The election results of Italy also showed the confusion among Italians in choosing between pro – austerity and pro – spending stand of the political parties. Neither of the contending parties was able to score a clear majority to claim the honors of the house. The result indicated that fresh elections were a strong possibility.
This added to the existing economic woes of the Euro zone. The pro austerity parties did not fare that well in the elections. European leaders have pinned their hopes on a stable government in the third largest economy of Euro Zone which can guide the other crumbling economies out of crisis. Stringent Austerity measures in Greece has led to political and instability and economic deadlock. European leaders are afraid of something similar happening in Italy. The deadlock situation of Greece had a minimal effect on Euro Zone, where as the impact of same situation in Italy is going to be huge. The European leaders are likely to change their economic stance after experiencing the mixed results in Italy elections.
The Union Budget 2013-14 of India was presented under some challenging Macro Economic situation both in domestic and global front. On the domestic front India was facing challenges in curbing the mounting Fiscal deficit and current account deficit. Revival of Investment Cycle has been on cards for a while now. Though there was a clear need to address these issues, the budget did not take them head on. No major measures that could have a significant direct impact were introduced. Cutting down spending or increasing the revenue streams are not good enough to curb the fiscal deficit situation in India. Fiscal deficit is always expressed as the difference of total expenses and income streams as a percentage of GDP. The key aspect being ignored while analyzing the fiscal deficit is the effect of Inflation. The current levels of GDP are being recorded based on the high inflation rates in India. Once the inflation rate is curbed, the GDP value is going to take a hit unless supported by economic growth. Once the GDP starts recording lower values, the fiscal deficit values are going to be higher. Though high Inflation is considered as a bad sign, it helps in window dressing growth rates. Comparison of Central Government debt as a percentage of GDP and Inflation rates of various economies is shown in
India’s record high Current Account Deficit (CAD) is a major concern. The gap has to be financed by capital inflows and this makes India overly dependent on the Foreign Institutional Investments. A high CAD during the times of low growth indicates that the problem is more structural in nature. The supply blockages like shortage of coal, higher demand for diesel led to higher imports. The growth prospects of future look bleak until these issues are resolved and budget fails to address them.

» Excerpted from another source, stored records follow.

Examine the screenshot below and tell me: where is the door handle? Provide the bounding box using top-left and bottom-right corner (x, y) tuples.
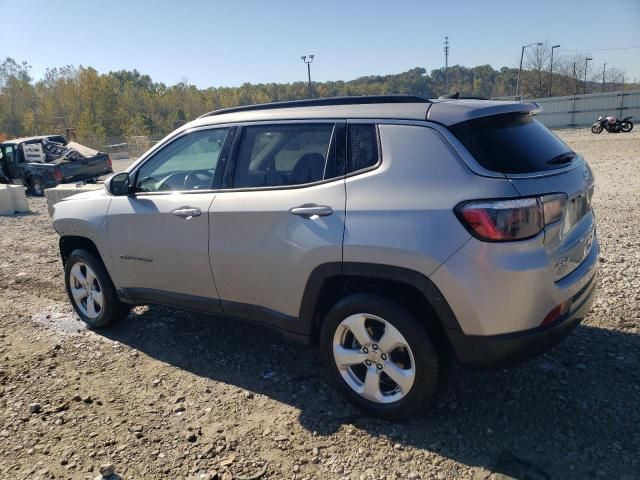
(290, 205), (333, 218)
(172, 207), (202, 219)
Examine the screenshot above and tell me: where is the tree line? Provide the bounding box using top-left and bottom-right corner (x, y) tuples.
(0, 49), (633, 146)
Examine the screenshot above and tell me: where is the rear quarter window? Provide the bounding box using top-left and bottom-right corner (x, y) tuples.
(347, 124), (379, 173)
(449, 113), (573, 174)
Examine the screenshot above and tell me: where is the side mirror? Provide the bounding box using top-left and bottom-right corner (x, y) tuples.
(106, 172), (131, 196)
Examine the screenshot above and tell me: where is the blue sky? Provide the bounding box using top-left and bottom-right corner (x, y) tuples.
(2, 0), (639, 88)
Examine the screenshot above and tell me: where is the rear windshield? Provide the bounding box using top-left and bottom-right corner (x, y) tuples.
(449, 113), (573, 174)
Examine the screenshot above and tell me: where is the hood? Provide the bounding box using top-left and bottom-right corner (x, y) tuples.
(61, 186), (108, 202)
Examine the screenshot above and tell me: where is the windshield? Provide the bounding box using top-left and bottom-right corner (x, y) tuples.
(450, 113), (574, 174)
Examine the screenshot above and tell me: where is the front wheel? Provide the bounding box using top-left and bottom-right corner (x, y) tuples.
(591, 124), (603, 134)
(622, 121), (633, 133)
(320, 294), (441, 419)
(64, 249), (130, 328)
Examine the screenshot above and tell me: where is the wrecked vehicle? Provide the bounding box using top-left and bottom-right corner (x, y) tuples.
(0, 135), (113, 195)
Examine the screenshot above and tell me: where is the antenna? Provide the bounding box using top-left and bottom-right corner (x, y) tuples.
(444, 36), (450, 94)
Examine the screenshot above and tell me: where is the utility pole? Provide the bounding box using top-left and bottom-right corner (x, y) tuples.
(301, 55), (315, 98)
(602, 62), (606, 93)
(444, 36), (450, 94)
(584, 57), (592, 94)
(549, 44), (560, 97)
(516, 42), (542, 100)
(572, 62), (577, 95)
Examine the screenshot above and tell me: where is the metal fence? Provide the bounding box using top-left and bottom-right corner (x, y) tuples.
(531, 90), (640, 128)
(75, 135), (162, 159)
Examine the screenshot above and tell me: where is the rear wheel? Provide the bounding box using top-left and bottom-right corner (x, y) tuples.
(64, 249), (129, 328)
(591, 124), (603, 134)
(621, 121), (633, 133)
(320, 294), (441, 419)
(30, 176), (45, 196)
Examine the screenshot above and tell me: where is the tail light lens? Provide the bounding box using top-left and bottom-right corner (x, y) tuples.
(53, 168), (63, 182)
(541, 193), (566, 225)
(107, 156), (113, 172)
(456, 194), (567, 242)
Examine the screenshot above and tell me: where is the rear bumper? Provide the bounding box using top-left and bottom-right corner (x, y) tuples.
(447, 272), (597, 369)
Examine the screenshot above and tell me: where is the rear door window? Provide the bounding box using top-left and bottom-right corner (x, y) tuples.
(449, 113), (574, 174)
(232, 123), (335, 188)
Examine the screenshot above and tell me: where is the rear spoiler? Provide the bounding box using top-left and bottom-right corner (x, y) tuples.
(530, 102), (543, 115)
(427, 100), (543, 126)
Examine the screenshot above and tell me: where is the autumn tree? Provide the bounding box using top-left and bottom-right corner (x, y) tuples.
(1, 56), (635, 144)
(0, 58), (36, 136)
(523, 43), (552, 98)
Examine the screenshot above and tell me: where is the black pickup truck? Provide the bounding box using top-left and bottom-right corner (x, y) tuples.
(0, 135), (113, 195)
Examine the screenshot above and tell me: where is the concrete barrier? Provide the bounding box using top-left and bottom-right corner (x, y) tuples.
(0, 184), (30, 216)
(45, 183), (104, 217)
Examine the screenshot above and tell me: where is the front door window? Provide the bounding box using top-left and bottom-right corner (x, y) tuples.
(135, 128), (231, 192)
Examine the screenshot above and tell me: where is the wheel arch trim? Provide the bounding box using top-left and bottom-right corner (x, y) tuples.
(59, 235), (107, 268)
(299, 262), (462, 336)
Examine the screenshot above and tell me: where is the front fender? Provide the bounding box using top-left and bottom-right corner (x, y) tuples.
(52, 194), (114, 274)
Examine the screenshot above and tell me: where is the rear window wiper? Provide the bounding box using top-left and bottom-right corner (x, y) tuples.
(546, 152), (576, 165)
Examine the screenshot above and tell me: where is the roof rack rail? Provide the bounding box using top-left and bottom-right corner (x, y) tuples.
(198, 95), (430, 118)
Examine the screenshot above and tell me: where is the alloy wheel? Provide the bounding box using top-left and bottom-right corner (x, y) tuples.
(332, 313), (416, 404)
(68, 262), (104, 319)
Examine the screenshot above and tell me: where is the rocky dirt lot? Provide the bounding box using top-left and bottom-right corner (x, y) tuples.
(0, 129), (639, 480)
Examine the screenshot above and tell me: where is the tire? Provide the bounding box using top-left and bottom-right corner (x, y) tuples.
(30, 176), (45, 196)
(591, 124), (603, 134)
(622, 121), (633, 133)
(319, 293), (441, 419)
(64, 249), (129, 328)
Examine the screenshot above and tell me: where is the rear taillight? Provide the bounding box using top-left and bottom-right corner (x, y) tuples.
(53, 168), (63, 182)
(107, 156), (113, 171)
(456, 194), (567, 242)
(541, 193), (566, 225)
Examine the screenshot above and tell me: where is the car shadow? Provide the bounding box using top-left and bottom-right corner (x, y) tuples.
(99, 305), (639, 479)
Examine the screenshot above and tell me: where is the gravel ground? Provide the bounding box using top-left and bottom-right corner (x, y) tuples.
(0, 129), (638, 480)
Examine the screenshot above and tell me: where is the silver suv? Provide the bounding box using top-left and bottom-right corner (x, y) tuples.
(53, 96), (598, 418)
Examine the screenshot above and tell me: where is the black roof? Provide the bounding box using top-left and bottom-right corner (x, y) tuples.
(199, 95), (430, 118)
(192, 95), (539, 127)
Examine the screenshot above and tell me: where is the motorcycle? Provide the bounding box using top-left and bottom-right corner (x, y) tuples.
(591, 115), (634, 134)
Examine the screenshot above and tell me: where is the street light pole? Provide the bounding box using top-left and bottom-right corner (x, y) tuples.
(301, 55), (315, 98)
(584, 57), (593, 94)
(516, 42), (543, 100)
(549, 44), (560, 97)
(602, 62), (606, 93)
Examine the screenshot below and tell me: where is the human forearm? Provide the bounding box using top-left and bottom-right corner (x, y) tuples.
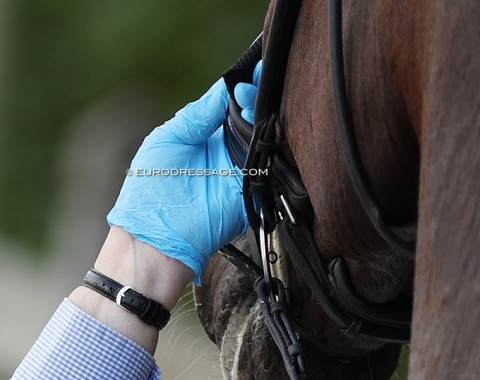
(69, 225), (193, 354)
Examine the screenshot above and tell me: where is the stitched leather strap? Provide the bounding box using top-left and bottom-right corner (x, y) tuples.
(83, 268), (171, 330)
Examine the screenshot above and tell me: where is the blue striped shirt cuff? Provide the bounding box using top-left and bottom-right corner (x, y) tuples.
(11, 298), (161, 379)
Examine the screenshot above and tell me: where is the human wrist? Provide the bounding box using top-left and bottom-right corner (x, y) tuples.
(68, 226), (194, 354)
(82, 268), (171, 330)
(93, 225), (193, 311)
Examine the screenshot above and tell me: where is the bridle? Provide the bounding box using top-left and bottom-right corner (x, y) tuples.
(221, 0), (416, 378)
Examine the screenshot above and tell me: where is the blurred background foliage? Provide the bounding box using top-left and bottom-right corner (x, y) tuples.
(0, 0), (267, 255)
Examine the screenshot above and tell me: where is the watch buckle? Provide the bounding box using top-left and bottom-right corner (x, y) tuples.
(116, 285), (133, 313)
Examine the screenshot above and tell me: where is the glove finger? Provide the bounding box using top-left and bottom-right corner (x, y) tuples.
(160, 78), (229, 145)
(234, 82), (258, 109)
(253, 60), (262, 86)
(241, 108), (255, 125)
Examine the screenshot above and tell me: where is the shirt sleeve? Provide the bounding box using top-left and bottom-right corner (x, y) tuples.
(11, 298), (161, 380)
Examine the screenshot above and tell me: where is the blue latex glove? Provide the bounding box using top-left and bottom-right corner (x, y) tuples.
(107, 76), (259, 285)
(234, 60), (262, 125)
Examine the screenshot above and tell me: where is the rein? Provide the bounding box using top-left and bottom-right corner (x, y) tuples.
(221, 0), (415, 377)
(328, 0), (416, 260)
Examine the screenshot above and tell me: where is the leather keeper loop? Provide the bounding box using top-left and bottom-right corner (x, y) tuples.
(255, 139), (274, 154)
(249, 179), (267, 194)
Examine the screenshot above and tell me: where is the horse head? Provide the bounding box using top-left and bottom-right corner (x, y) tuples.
(195, 0), (480, 378)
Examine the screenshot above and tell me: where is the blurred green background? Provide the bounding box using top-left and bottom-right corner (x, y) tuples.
(0, 0), (267, 254)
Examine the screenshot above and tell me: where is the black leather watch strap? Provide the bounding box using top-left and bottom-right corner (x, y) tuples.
(83, 268), (171, 330)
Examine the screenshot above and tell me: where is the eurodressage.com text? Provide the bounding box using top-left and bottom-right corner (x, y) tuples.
(126, 168), (268, 177)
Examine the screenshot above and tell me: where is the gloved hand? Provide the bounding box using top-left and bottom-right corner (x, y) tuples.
(107, 73), (260, 285)
(233, 60), (262, 125)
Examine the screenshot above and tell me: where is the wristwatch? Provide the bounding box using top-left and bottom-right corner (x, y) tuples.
(83, 268), (171, 330)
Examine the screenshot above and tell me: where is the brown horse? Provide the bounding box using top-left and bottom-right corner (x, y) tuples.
(195, 0), (480, 379)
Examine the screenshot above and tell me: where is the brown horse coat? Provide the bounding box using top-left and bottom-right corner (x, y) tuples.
(196, 0), (480, 378)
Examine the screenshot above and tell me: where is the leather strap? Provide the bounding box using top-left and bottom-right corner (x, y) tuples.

Measures should also have been taken to increase the domestic savings. When it comes to savings by government, subsidies were untouched in fear of affecting inflation rates. Planned expenditure was also not decreased. When it comes to boosting the government’s income, the only step taken was to collect surcharge from the tax on super rich. It is not just the government but the households have to increase their savings rate and invest in the capital markets to boost them. The household savings rate is at low levels. Budget failed to incentivize the savings of households which could encourage them to save more.
The growth rates are only possible via investment cycle revival. High interest rate regimes prevailing in India is also acting as a hindrance for investment cycle revival. The Indian government is over dependent on RBI to boost the revival. But RBI alone cannot support the growth prospects. Reform level changes are necessary to improve the on ground situation of Industrial development in India. Finance Minister was faced with the daunting task of curbing the government expenditure and keeping the coalition happy. Any stringent reforms to control the government expenditure would have a negative effect on the impending elections. In the Income side, the fiscal deficit meant that the revenue inflow had to increase. Given these constraints, the budget can be termed as the best possible outcome. We should not expect any major policy decisions to go through before the next general elections.